♠ ♠ ♠
And she said maybe if you been a little bit smarter.
Maybe if you tried hard enough I wouldn’t question why I should have stayed. You expect me to come back around.
Make sure you understand.
- Low, Sleeping With Sirens
- Ah!
Nie ruszaj się tak, bo inaczej przez przypadek cię oparzę! – rozkazała Trystan,
powodując, że Rae z powrotem się odchyliła. Sięgała po telefon, który leżał na
umywalce i bardziej skupiła się na nim niż na zapamiętaniu, że Trys trzyma w
dłoni gorącą lokówkę, sprawiając, że ciemne włosy Rae opadały luźnymi falami. –
Przepraszam, zapomniałam.
-
Zawsze zapominasz.
Trystan
była już ubrana w czarną sukienkę na jedno ramię, która dopasowana była do jej
figury i idealna dla jej zgrabnych nóg. Jej długie blond włosy były zaczesane w
prosty, ale piękny kucyk. Trystan była perfekcyjną blond pięknością.
Podczas,
gdy Trystan kończyła jej włosy, Rae siedziała na stołku również w czarnej
sukience z paskiem w talii, który podkreślał jej idealne krągłości. Sukienka
była z dekoltem, czyli z czymś, do czego Rae nie była przyzwyczajona, ale
Trystan na nią naciskała. Tak jak przyjaciółka, założyła piękne, złote szpilki,
w których jej nogi wyglądały na dłuższe.
Zdenerwowanie
nawet w połowie nie ukrywało tego, co czuła Rae. Wszystkie jej myśli pokonywały
tysiące kilometrów na minutę i fizycznie musiała przytrzymać dłonią nogę, aby
przestać nią machać w górę i w dół. Dzisiejszy wieczór był czymś wielkim i
wykańczającym nerwowo, nie wiedziała, co może się wydarzyć.
Było
kilka możliwości, jak może przebiec dzisiejszy wieczór, ale dziewczyna starała
się nie myśleć o wszystkich złych rzeczach, które mogą się zdarzyć. Wyobrażała
sobie, że jej ojciec dobrze radzi sobie z Harrym, a ten jest idealnym
gentlemanem.
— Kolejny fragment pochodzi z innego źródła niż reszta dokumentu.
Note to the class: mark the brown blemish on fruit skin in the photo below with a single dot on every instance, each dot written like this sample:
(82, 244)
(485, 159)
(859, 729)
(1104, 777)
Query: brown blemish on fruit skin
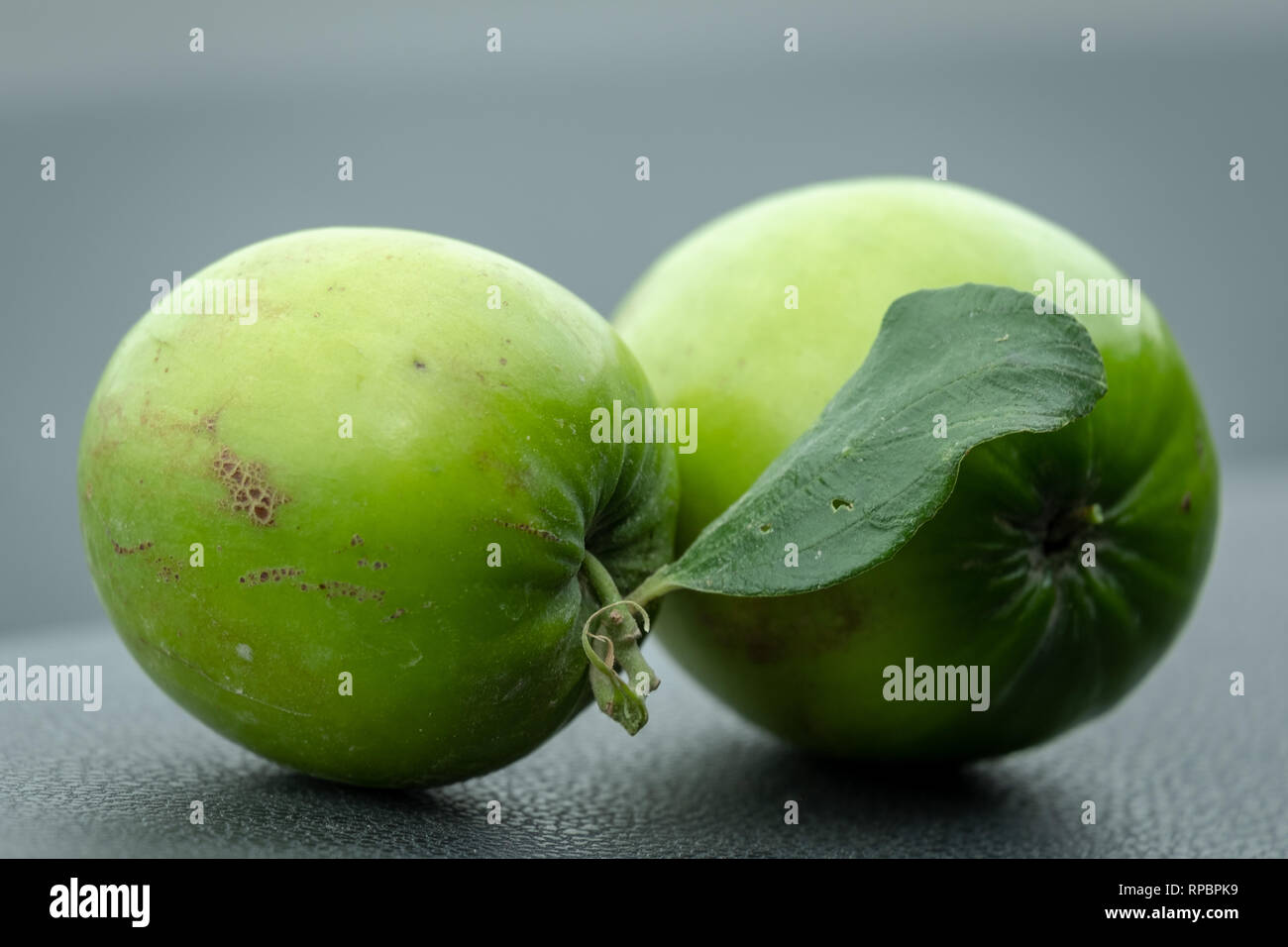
(357, 592)
(130, 551)
(248, 487)
(273, 575)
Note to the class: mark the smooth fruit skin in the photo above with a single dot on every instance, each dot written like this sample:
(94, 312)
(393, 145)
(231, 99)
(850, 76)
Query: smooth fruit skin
(369, 556)
(996, 579)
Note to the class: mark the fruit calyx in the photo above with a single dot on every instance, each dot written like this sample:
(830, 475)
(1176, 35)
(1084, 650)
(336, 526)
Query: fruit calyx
(1067, 530)
(616, 647)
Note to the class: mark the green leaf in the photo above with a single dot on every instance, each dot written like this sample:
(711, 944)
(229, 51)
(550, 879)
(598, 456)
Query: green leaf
(853, 488)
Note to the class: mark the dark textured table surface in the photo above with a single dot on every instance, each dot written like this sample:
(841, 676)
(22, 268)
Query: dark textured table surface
(1181, 768)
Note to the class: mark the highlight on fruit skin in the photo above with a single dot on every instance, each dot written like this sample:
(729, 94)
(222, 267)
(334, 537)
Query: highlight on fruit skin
(348, 530)
(758, 318)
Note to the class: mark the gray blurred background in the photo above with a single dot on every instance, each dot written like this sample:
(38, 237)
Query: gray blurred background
(168, 159)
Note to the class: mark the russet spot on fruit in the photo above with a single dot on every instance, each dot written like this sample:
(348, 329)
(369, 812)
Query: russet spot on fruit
(347, 530)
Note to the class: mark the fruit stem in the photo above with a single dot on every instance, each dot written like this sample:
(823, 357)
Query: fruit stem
(616, 647)
(653, 587)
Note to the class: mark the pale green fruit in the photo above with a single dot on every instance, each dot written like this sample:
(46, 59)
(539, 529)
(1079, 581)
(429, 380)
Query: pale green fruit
(997, 578)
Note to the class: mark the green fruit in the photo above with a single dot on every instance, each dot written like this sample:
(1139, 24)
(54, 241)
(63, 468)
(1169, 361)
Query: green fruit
(369, 558)
(997, 578)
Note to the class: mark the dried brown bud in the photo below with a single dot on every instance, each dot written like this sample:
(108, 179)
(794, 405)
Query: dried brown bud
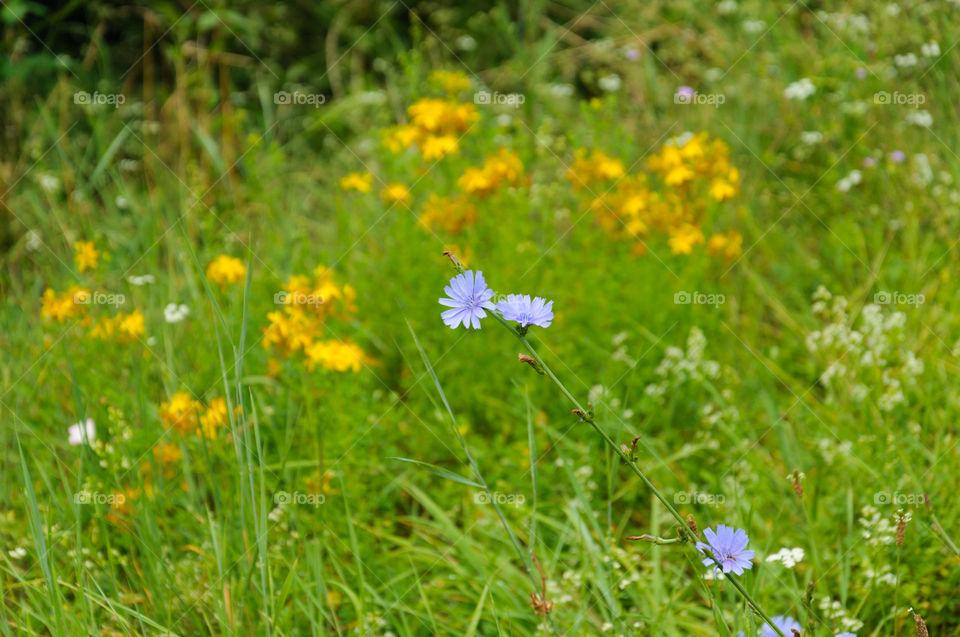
(902, 517)
(795, 480)
(532, 362)
(453, 259)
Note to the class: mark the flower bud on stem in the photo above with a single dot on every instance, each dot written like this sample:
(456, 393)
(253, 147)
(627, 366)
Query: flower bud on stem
(685, 533)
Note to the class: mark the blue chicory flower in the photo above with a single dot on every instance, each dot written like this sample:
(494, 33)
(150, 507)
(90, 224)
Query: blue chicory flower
(469, 297)
(526, 311)
(729, 549)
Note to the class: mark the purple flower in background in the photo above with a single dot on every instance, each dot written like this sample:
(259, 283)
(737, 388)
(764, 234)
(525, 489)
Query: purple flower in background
(786, 625)
(729, 549)
(525, 311)
(469, 297)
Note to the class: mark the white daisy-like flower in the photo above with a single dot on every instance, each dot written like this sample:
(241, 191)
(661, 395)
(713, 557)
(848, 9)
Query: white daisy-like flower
(787, 557)
(174, 313)
(82, 432)
(799, 90)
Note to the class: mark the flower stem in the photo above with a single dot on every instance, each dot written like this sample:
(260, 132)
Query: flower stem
(585, 415)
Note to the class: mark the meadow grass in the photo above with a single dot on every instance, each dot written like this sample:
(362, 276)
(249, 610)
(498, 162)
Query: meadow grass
(323, 456)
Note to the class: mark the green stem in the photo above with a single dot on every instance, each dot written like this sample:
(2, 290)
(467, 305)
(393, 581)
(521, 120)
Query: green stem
(586, 416)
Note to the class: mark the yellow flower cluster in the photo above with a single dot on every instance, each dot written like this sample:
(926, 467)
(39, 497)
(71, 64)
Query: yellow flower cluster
(395, 192)
(72, 304)
(692, 171)
(68, 305)
(450, 214)
(85, 255)
(435, 127)
(187, 415)
(225, 270)
(124, 328)
(696, 158)
(502, 168)
(307, 305)
(590, 169)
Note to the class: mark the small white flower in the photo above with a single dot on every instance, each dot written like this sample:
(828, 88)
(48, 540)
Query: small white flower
(610, 83)
(466, 43)
(930, 50)
(800, 90)
(727, 7)
(787, 557)
(174, 313)
(34, 242)
(905, 61)
(49, 183)
(920, 118)
(143, 279)
(80, 433)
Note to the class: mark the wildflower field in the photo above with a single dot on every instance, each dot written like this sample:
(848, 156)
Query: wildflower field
(400, 318)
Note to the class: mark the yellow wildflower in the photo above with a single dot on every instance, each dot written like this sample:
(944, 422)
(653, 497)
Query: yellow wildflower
(437, 146)
(85, 255)
(70, 304)
(125, 328)
(396, 193)
(335, 356)
(590, 169)
(180, 413)
(502, 168)
(225, 270)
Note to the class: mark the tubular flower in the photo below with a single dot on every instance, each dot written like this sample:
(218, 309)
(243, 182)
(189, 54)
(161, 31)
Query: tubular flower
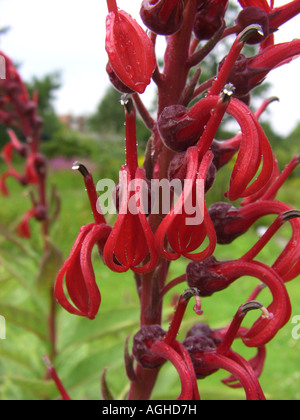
(277, 16)
(209, 18)
(130, 51)
(211, 276)
(254, 145)
(210, 350)
(33, 163)
(131, 242)
(163, 17)
(16, 108)
(186, 226)
(77, 271)
(249, 72)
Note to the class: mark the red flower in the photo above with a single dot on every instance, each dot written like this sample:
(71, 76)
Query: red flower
(131, 243)
(211, 350)
(211, 276)
(130, 51)
(152, 347)
(77, 271)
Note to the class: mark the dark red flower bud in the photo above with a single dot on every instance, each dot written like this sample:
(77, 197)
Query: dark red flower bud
(254, 15)
(163, 17)
(173, 120)
(130, 51)
(196, 345)
(210, 18)
(224, 151)
(199, 274)
(221, 215)
(178, 167)
(142, 343)
(199, 329)
(116, 82)
(240, 75)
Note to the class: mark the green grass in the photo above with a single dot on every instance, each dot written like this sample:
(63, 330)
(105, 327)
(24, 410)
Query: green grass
(87, 347)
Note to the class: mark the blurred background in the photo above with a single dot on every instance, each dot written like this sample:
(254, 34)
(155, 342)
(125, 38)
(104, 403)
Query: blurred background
(58, 48)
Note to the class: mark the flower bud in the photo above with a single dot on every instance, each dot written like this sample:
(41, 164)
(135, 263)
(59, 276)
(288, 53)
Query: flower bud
(171, 121)
(116, 82)
(130, 51)
(251, 15)
(196, 345)
(209, 19)
(164, 17)
(240, 76)
(221, 215)
(142, 343)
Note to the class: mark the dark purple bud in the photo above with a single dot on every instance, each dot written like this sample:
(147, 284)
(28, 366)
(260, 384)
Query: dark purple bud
(209, 19)
(171, 121)
(222, 153)
(146, 194)
(241, 76)
(200, 275)
(210, 177)
(178, 168)
(196, 345)
(221, 215)
(199, 329)
(116, 82)
(40, 164)
(164, 17)
(142, 343)
(41, 213)
(254, 15)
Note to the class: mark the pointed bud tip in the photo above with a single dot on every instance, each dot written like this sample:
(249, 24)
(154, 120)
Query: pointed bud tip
(77, 166)
(189, 293)
(289, 215)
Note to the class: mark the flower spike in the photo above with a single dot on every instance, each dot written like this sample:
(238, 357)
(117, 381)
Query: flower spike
(187, 237)
(164, 17)
(79, 275)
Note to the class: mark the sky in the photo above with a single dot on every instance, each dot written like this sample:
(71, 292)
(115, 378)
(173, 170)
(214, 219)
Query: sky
(69, 36)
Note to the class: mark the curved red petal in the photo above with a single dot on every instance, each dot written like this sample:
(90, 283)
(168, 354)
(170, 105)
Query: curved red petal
(130, 51)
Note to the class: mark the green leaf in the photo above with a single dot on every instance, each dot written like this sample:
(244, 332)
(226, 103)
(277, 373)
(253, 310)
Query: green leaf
(25, 319)
(50, 264)
(40, 388)
(108, 322)
(21, 277)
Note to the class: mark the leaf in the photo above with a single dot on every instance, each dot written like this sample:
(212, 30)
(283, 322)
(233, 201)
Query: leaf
(50, 264)
(25, 319)
(107, 323)
(22, 279)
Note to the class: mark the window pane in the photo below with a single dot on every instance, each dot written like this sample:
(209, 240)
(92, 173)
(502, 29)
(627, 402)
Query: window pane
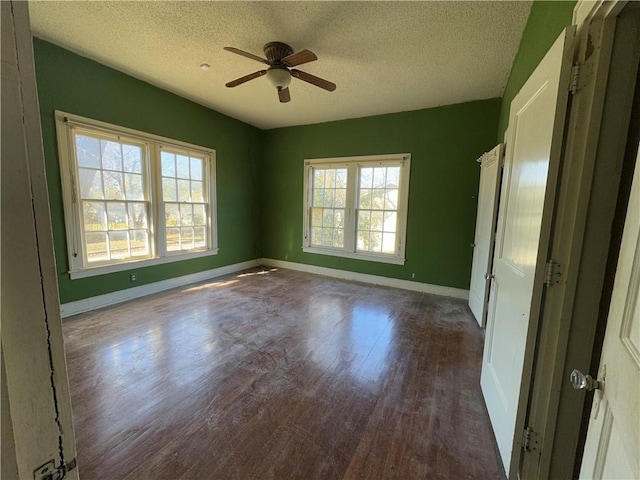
(391, 199)
(376, 221)
(318, 197)
(139, 243)
(330, 178)
(184, 191)
(111, 155)
(182, 166)
(95, 216)
(199, 215)
(186, 238)
(137, 215)
(364, 198)
(366, 177)
(316, 236)
(338, 238)
(196, 192)
(364, 220)
(316, 217)
(377, 199)
(172, 215)
(390, 222)
(327, 237)
(338, 218)
(132, 158)
(200, 239)
(393, 177)
(116, 216)
(90, 183)
(173, 239)
(186, 215)
(328, 198)
(168, 161)
(169, 193)
(389, 243)
(363, 240)
(113, 185)
(119, 244)
(375, 242)
(96, 247)
(196, 168)
(327, 218)
(133, 186)
(379, 177)
(88, 151)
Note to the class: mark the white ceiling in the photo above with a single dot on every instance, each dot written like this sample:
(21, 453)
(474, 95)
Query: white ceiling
(384, 56)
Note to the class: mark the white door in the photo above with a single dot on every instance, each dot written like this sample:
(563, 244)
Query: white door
(536, 122)
(490, 173)
(612, 450)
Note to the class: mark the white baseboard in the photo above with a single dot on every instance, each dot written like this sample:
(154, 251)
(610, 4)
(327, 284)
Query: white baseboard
(87, 304)
(366, 278)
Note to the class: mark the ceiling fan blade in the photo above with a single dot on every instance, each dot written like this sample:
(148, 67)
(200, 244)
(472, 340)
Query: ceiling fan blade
(312, 79)
(246, 78)
(284, 95)
(298, 58)
(246, 54)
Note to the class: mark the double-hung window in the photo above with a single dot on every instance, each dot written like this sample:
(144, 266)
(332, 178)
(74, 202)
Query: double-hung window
(356, 207)
(131, 198)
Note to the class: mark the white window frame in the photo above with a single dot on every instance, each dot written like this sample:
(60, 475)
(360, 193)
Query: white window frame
(353, 164)
(153, 145)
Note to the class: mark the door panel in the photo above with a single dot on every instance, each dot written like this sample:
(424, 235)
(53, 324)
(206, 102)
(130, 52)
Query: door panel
(612, 449)
(490, 173)
(526, 204)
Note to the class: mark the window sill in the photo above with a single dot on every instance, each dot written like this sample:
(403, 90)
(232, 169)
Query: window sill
(370, 257)
(133, 264)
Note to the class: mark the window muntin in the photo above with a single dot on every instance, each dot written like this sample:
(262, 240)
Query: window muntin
(356, 207)
(378, 209)
(114, 203)
(185, 201)
(132, 197)
(328, 207)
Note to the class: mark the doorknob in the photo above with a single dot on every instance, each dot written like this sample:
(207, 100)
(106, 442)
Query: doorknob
(580, 381)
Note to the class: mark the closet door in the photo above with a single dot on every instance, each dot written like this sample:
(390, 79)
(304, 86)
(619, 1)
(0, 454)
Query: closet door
(488, 192)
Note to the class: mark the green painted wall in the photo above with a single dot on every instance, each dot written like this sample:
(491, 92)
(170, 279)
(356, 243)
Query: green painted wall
(77, 85)
(546, 21)
(444, 143)
(260, 173)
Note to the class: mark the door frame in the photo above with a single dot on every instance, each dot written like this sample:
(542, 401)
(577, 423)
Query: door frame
(36, 415)
(587, 199)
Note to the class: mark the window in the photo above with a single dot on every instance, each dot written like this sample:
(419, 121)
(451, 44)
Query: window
(133, 197)
(357, 207)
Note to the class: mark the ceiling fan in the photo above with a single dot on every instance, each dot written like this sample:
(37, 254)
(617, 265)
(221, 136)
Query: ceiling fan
(281, 59)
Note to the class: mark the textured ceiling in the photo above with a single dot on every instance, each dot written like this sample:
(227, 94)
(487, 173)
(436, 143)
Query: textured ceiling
(384, 56)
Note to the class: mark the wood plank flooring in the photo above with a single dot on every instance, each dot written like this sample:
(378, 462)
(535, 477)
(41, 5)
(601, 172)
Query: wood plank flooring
(280, 375)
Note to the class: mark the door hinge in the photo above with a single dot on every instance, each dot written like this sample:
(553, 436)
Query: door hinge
(530, 440)
(552, 273)
(574, 86)
(49, 471)
(580, 76)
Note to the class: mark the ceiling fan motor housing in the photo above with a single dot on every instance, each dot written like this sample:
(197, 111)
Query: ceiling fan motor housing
(276, 51)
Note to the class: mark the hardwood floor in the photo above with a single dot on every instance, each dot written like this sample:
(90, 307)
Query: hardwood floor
(280, 375)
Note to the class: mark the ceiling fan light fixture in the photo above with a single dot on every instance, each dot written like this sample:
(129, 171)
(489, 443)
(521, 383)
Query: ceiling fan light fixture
(278, 77)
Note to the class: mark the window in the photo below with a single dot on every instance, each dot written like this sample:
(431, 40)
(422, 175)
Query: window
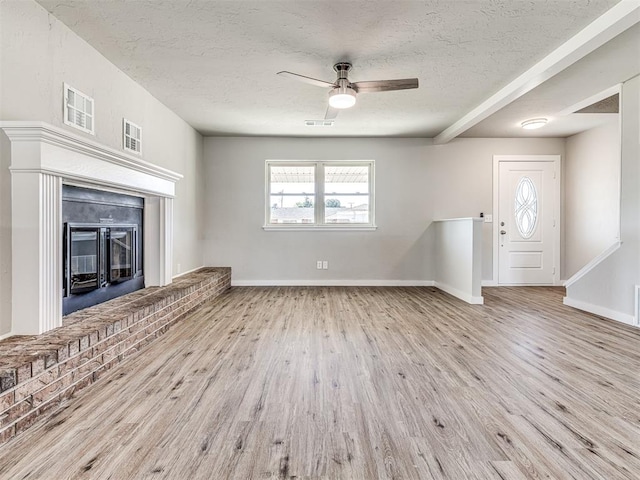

Miała taką nadzieję.
Ale
prawdą było, że miała przeczucie, że ma za dużo nadziei. To nie było tak, że
myślała, że Harry zamierza dzisiaj wszystko zrujnować. To fakt, że wiedziała,
że takie środowiska go drażnią. Martwiła się tylko, by go nie przytłaczać.
Harry
cały czas uparcie twierdził, że z chęcią pójdzie i nie ma z tym żadnego
problemu. Wiedziała, że tak naprawdę nie chce iść, był poirytowany myślą, że
ona wystroi się gdzieś bez niego przy boku i chciałby odpędzić każdego
innego faceta. Rae nie była głupia.
Kończąc
ostatniego loka, Trystan klepnęła Rae w plecy, patrząc na nią w lustrze. Oczy
Trystan odzwierciedlały zdenerwowanie Rae. Louis miał być randką Trys i mimo,
że był on dużo bardziej przyjazny niż Harry, to jego niedojrzałość często brała
górę. – Z pewnością ryzykujemy z naszymi partnerami, prawda?
Rae
uśmiechnęła się. – Tak, trochę to prawda.
-
Myślisz, że twój tata zamierza być miły?
To
była kolejna rzecz do zmartwień. To, że jej ojciec prosił o przyprowadzenie
Harry’ego, nie znaczyło tak wiele, jak by chciała. Był to wielki krok w przód,
racja. Ale znała również swojego tatę, on wcale nie zamierzał być chętny na
poznanie Harry’ego. I nie wiedziała, czy powinna ostrzec Harry’ego czy nie.
- Nie
wiem – przyznała, przygryzając wargę, gdy wychodziły z łazienki. Jej ojciec
zawsze był imponująca postacią, kiedy przedstawiała mu swoich chłopaków,
zwłaszcza, jeśli ich nie lubił. Często była to dobra rzecz, dobrze oceniał
charakter. Ale było to również frustrujące. – Najprawdopodobniej nie. Mam tylko
nadzieję, że Harry będzie przytakiwał i uśmiechał się, a ponarzeka później.
Na
dole Rae spotkała obydwu chłopców, którzy stali opierając się o ścianę i
rozmawiając ze sobą. Harry ubrany był w ciemne dżinsy i czarną marynarkę, a
kieszenie zaakcentowane były złotem, idealnie dopasowując się do Rae.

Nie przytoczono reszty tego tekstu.